1.) Checkout the master branch of this repo.
2.) curl -sS https://getcomposer.org/installer | php
3.) php composer.phar install
4.) add database credentials to sites/default/dbconneciton.php
5.) setup /web/index.php as your site index.
6.) visit /install.php in your browser
7.) visit /routeRebuild.php in your browser.
8.) visit /index.php
You shouldn't actually see anything in step 8. Currently that page is attempting to display all "site" contexts and since you don't have any, obviously it can't do anything. There's a little code in the SiteCommands route that you could use to get a new site context created if you want. From there you should be able to visit /site/{site}. I'm still working on anything beyond that, but this should give you a nice minimal use case to see how the code basically works.
The basic flow of the system attempts to emulate what I've seen in various Symfony systems and tutorials. At the same time, there are some clear concessions to Drupal's use cases, and I'm trying to keep them in mind as I develop here. Opening up the /web/index.php file, the first line includes our dependency injection container. This functions largely in place of what we might think of as a "bootstrap" process. It is only mildly analogous, but it's all we have in this scenario. Within the container, database connections, configuration directories and all the relevant class architectures are setup.

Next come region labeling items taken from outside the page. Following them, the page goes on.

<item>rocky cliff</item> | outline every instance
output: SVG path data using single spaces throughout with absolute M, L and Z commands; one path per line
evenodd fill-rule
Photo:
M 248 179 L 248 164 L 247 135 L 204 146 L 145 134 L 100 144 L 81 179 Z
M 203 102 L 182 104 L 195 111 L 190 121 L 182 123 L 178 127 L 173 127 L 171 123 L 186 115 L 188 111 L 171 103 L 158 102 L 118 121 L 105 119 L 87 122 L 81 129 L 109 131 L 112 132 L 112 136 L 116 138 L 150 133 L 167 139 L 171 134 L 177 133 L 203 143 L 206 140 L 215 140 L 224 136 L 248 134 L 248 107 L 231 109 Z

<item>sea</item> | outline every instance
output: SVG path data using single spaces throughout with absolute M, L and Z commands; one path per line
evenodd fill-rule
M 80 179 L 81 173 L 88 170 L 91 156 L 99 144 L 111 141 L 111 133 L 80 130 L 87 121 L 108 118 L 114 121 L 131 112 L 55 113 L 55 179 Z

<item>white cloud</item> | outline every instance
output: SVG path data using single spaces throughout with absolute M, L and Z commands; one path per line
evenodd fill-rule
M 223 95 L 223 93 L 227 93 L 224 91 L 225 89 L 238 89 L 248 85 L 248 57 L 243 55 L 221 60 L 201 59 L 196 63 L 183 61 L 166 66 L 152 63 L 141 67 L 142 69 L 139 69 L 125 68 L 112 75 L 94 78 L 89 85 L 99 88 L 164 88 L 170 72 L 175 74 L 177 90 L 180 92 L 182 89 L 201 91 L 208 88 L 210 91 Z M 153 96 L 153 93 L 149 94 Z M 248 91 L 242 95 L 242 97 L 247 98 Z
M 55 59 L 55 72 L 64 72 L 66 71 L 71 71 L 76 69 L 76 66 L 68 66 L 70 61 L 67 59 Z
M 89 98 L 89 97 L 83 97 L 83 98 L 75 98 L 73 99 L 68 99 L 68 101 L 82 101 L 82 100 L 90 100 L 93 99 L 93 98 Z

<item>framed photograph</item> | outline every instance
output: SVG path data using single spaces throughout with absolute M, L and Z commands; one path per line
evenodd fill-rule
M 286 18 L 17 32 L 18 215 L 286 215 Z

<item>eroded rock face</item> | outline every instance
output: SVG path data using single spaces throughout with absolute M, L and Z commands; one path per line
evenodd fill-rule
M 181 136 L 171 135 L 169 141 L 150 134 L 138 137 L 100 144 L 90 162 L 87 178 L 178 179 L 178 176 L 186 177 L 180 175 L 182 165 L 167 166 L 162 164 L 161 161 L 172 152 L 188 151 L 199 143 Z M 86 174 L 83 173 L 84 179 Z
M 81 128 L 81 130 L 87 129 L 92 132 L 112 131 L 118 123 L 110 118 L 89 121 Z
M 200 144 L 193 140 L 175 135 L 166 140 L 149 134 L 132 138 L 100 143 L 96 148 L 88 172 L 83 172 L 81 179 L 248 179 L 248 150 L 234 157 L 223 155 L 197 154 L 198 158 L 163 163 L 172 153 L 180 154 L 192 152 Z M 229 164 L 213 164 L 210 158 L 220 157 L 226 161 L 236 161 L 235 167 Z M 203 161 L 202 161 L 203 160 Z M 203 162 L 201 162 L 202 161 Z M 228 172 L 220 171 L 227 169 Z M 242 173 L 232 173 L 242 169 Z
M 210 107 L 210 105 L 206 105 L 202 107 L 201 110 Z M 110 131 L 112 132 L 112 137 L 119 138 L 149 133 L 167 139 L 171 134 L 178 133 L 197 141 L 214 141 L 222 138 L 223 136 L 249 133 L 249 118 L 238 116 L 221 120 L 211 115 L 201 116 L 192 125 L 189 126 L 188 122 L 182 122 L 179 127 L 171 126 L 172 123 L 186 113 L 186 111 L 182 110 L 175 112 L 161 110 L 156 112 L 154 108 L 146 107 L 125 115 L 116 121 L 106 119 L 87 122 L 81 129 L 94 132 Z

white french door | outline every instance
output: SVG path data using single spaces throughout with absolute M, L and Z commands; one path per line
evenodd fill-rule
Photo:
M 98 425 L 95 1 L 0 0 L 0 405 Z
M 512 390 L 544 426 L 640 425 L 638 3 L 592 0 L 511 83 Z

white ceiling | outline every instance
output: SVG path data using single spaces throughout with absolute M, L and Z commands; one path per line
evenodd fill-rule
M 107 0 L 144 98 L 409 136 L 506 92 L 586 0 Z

The index goes on to create a request object from global values and then passes it off to the kernel to handle. The kernel ultimate fires the KernelEvents::REQUEST event. We've registered a class that listens there at a weight of 33. That class has the RouteManager injected into it, which attempts to matches the current request. The RouteManager::matchRoute() method leverages the ContextManager and asks it to generate a route collection for routes that matches the exact path. If that collection is empty, it them begins to break down the current request path piece by piece and attempts to generate RouteCollections for subsets of the request path. As an example, if you had a node/{node} path pattern on a route plugin, during registration of routes, that path would be broken down to the most basic component that doesn't contain a variable. In our case this would be simply 'node'. That is stored along side the rest of the route and can be indexed for faster queries. When the route node/1 is requested, no exact match will exist for node/1, but the RouteManager::matchRoute() method will begin to remove elements of the path in order to see if we can match a smaller subset. Getting a route that has 'path_root' of node and including it into our collection for matching purposes makes for a smaller collection. The longer the full route, the longer this process could take. If no route is matched, we'll simply return and let any other listeners attempt to solve the request. Symfony systems that respond to KernelEvents::REQUEST can provide their own route resolution without incident.
Once a route is matched, its information is added to the request object and we immediately resolve the controller by loading the plugin instance and return a response from it. This is ultimately run through the normal Response->send() methodology.